I cry out again, but I can’t hear myself. I can’t hear anything. I feel blood trickle from my ear, and for a moment, all I can do is keep the gun pointed away.

Cecilia plants her heel on my chest and tries to pull her hand away, but I kick up and knock her off balance, then throw her over my shoulder.

She lands on her side, and scratches at me again. I duck my head, so the injuries are less severe this time, but still wince as her nails slide over my forehead.

I need to get on top of her. She’s going to have more stamina than me, and it’s evidently a mistake to count on superior physical strength. If only I had thought to take some self-defense classes.

I roll on top of her and try to wrestle the gun away, but she has a death grip on it. She swipes at me with her claws again, but this time, I grab her wrist and use my weight to force her arm down. I get my knee over her hand and use both of mine to try to pull the gun away.

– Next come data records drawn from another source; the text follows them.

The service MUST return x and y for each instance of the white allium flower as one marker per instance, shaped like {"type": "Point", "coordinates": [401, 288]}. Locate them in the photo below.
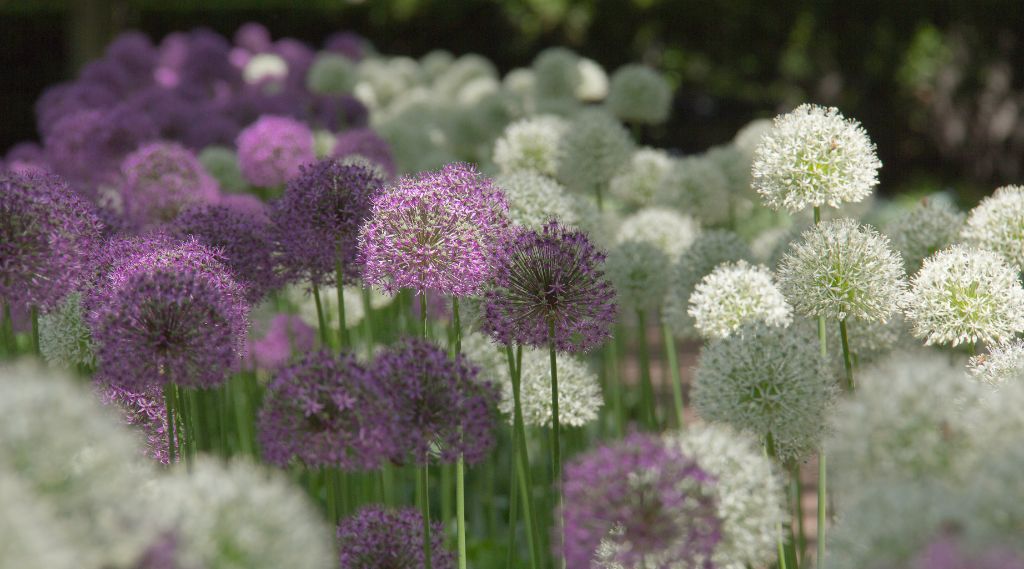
{"type": "Point", "coordinates": [734, 295]}
{"type": "Point", "coordinates": [65, 339]}
{"type": "Point", "coordinates": [749, 491]}
{"type": "Point", "coordinates": [639, 94]}
{"type": "Point", "coordinates": [1003, 362]}
{"type": "Point", "coordinates": [768, 382]}
{"type": "Point", "coordinates": [639, 271]}
{"type": "Point", "coordinates": [241, 516]}
{"type": "Point", "coordinates": [579, 391]}
{"type": "Point", "coordinates": [930, 226]}
{"type": "Point", "coordinates": [842, 269]}
{"type": "Point", "coordinates": [814, 157]}
{"type": "Point", "coordinates": [667, 229]}
{"type": "Point", "coordinates": [997, 224]}
{"type": "Point", "coordinates": [708, 251]}
{"type": "Point", "coordinates": [532, 143]}
{"type": "Point", "coordinates": [964, 294]}
{"type": "Point", "coordinates": [642, 177]}
{"type": "Point", "coordinates": [593, 149]}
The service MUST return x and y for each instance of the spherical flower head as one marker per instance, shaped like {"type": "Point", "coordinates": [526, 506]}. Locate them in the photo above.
{"type": "Point", "coordinates": [734, 295]}
{"type": "Point", "coordinates": [549, 278]}
{"type": "Point", "coordinates": [929, 227]}
{"type": "Point", "coordinates": [161, 179]}
{"type": "Point", "coordinates": [997, 224]}
{"type": "Point", "coordinates": [47, 233]}
{"type": "Point", "coordinates": [648, 501]}
{"type": "Point", "coordinates": [843, 269]}
{"type": "Point", "coordinates": [593, 149]}
{"type": "Point", "coordinates": [579, 391]}
{"type": "Point", "coordinates": [964, 294]}
{"type": "Point", "coordinates": [272, 148]}
{"type": "Point", "coordinates": [814, 157]}
{"type": "Point", "coordinates": [639, 94]}
{"type": "Point", "coordinates": [437, 230]}
{"type": "Point", "coordinates": [440, 408]}
{"type": "Point", "coordinates": [376, 537]}
{"type": "Point", "coordinates": [532, 143]}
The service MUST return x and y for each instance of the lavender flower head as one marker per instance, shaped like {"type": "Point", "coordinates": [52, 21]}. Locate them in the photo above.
{"type": "Point", "coordinates": [550, 276]}
{"type": "Point", "coordinates": [46, 237]}
{"type": "Point", "coordinates": [376, 537]}
{"type": "Point", "coordinates": [317, 220]}
{"type": "Point", "coordinates": [327, 410]}
{"type": "Point", "coordinates": [441, 407]}
{"type": "Point", "coordinates": [437, 230]}
{"type": "Point", "coordinates": [639, 502]}
{"type": "Point", "coordinates": [272, 148]}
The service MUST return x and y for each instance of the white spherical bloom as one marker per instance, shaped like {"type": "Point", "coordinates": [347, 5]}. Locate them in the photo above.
{"type": "Point", "coordinates": [734, 295]}
{"type": "Point", "coordinates": [65, 339]}
{"type": "Point", "coordinates": [532, 144]}
{"type": "Point", "coordinates": [842, 269]}
{"type": "Point", "coordinates": [997, 224]}
{"type": "Point", "coordinates": [964, 294]}
{"type": "Point", "coordinates": [669, 230]}
{"type": "Point", "coordinates": [640, 179]}
{"type": "Point", "coordinates": [814, 157]}
{"type": "Point", "coordinates": [579, 391]}
{"type": "Point", "coordinates": [749, 490]}
{"type": "Point", "coordinates": [708, 251]}
{"type": "Point", "coordinates": [930, 226]}
{"type": "Point", "coordinates": [767, 382]}
{"type": "Point", "coordinates": [639, 94]}
{"type": "Point", "coordinates": [241, 516]}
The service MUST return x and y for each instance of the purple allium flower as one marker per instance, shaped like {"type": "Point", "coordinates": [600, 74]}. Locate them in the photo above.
{"type": "Point", "coordinates": [318, 218]}
{"type": "Point", "coordinates": [272, 148]}
{"type": "Point", "coordinates": [550, 275]}
{"type": "Point", "coordinates": [441, 407]}
{"type": "Point", "coordinates": [243, 238]}
{"type": "Point", "coordinates": [160, 180]}
{"type": "Point", "coordinates": [369, 144]}
{"type": "Point", "coordinates": [435, 230]}
{"type": "Point", "coordinates": [47, 234]}
{"type": "Point", "coordinates": [378, 538]}
{"type": "Point", "coordinates": [327, 410]}
{"type": "Point", "coordinates": [638, 502]}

God, how is she so strong? I struggle with all of my might, but she still maintains her grip. I lift my knee, thinking to press it into her face and cause her to release the gun, but with a snarl, she grabs my ankle and rolls me back over. She lifts the handgun and slams the butt into my nose.

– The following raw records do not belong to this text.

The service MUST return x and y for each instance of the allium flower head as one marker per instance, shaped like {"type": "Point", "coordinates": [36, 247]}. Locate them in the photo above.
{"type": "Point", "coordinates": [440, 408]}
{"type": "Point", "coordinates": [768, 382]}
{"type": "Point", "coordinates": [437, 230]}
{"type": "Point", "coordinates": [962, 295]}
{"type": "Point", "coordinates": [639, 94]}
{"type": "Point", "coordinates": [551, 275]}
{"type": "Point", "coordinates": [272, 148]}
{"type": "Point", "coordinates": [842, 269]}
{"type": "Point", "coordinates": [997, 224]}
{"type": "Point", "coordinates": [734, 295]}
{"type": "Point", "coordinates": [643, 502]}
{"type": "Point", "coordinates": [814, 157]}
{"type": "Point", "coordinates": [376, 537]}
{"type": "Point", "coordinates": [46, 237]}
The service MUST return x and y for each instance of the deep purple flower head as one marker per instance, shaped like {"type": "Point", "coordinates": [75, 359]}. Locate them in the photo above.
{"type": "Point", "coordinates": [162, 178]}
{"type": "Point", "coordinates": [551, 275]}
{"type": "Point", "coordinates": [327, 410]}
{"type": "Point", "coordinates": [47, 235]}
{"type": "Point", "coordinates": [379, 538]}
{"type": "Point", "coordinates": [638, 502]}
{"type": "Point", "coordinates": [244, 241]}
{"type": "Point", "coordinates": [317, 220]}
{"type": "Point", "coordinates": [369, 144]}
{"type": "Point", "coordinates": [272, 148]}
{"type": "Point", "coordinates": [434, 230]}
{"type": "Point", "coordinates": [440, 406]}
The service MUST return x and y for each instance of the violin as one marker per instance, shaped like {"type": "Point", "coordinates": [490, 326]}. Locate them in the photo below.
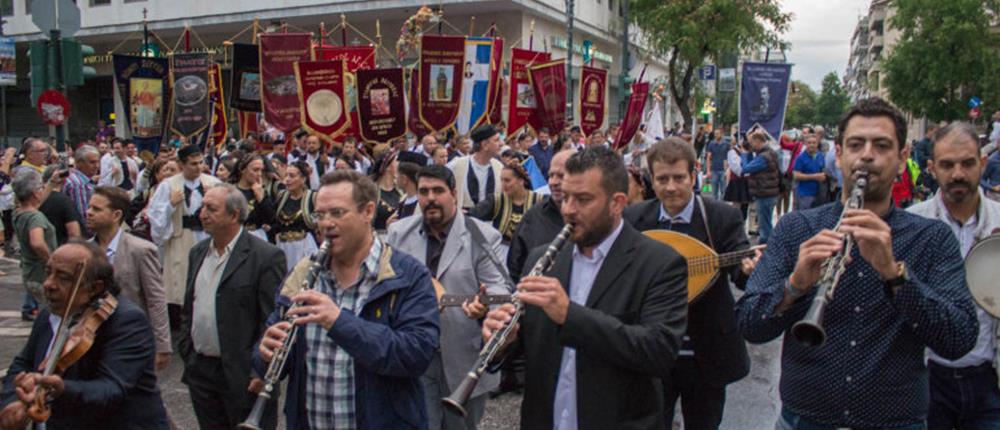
{"type": "Point", "coordinates": [71, 343]}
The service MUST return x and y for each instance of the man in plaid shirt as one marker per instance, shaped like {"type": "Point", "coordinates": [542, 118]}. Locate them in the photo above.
{"type": "Point", "coordinates": [371, 323]}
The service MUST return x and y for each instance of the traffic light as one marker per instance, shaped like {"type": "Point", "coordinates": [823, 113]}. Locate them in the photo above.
{"type": "Point", "coordinates": [38, 53]}
{"type": "Point", "coordinates": [73, 70]}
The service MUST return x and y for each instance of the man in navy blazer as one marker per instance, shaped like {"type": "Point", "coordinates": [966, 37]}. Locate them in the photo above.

My good ear hums, and I taste copper in my mouth. My vision fades, and she easily dislodges my limp hands from the weapon. She points the gun at me, and I close my eyes. I feel cold white fingers grip my shoulder and stare into the black, empty gaze of death.

“Drop the weapon!”

I can barely hear Richard’s voice, and at first, I don’t believe it. Then I hear it again. “Drop it, Cecilia! Damn it, I will shoot you!”

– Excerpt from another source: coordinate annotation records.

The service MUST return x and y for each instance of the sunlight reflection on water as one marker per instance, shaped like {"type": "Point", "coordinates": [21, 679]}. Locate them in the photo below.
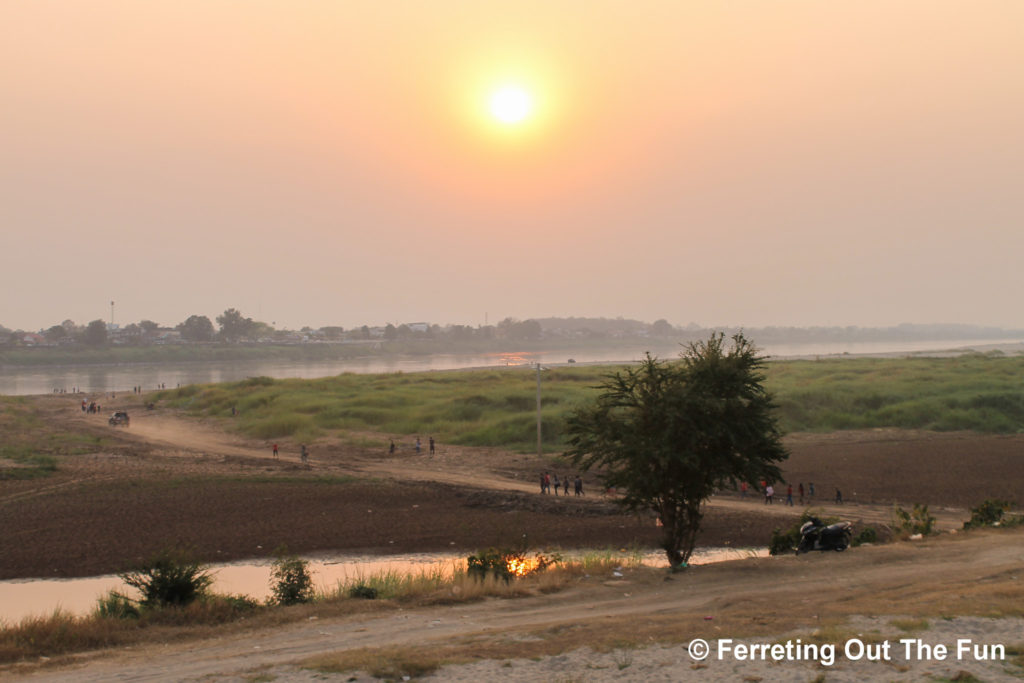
{"type": "Point", "coordinates": [22, 598]}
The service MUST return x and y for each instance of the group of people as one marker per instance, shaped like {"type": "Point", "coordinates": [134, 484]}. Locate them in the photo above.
{"type": "Point", "coordinates": [769, 493]}
{"type": "Point", "coordinates": [419, 446]}
{"type": "Point", "coordinates": [547, 479]}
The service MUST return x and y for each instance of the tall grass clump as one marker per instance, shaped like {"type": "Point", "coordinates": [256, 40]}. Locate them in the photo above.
{"type": "Point", "coordinates": [498, 408]}
{"type": "Point", "coordinates": [291, 583]}
{"type": "Point", "coordinates": [169, 579]}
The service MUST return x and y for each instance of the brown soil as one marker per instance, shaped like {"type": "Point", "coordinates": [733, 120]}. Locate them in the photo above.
{"type": "Point", "coordinates": [169, 480]}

I open my eyes and see Cecilia staring in utter disbelief at the doorway. Richard stands there, gun drawn, tears streaming down his face, but clear resolve in his eyes. “Drop it!” he commands again.

Cecilia’s lip trembles. For a moment, I think she’ll kill me anyway. Then she tosses the gun to the side.

I release the breath I’ve been holding and offer a silent prayer of thanks when Cecilia gets off of me and turns around to allow Richard to handcuff her.

There will be a great deal of pain to deal with—both mine and others—but for the moment, I allow myself to be grateful that I’m alive and that Johnathan Ashford’s murderer is in custody.

I did it, Annie.

EPILOGUE

Samuel holds my hand tightly. I confess I return the grip with equal fervor. I knew that this was coming, but like all people, I found it easy to pretend that because the moment wasn’t here, it would never come.

The car pulls to a stop in front of the house, and Derek Ashford steps out. He looks so much like Johnathan that I have to blink a few times before I notice the subtle differences that set apart the younger of the Ashford brothers.

Samuel squeezes my hand, then pulls away and runs to his uncle. “Hi, Uncle Derek!”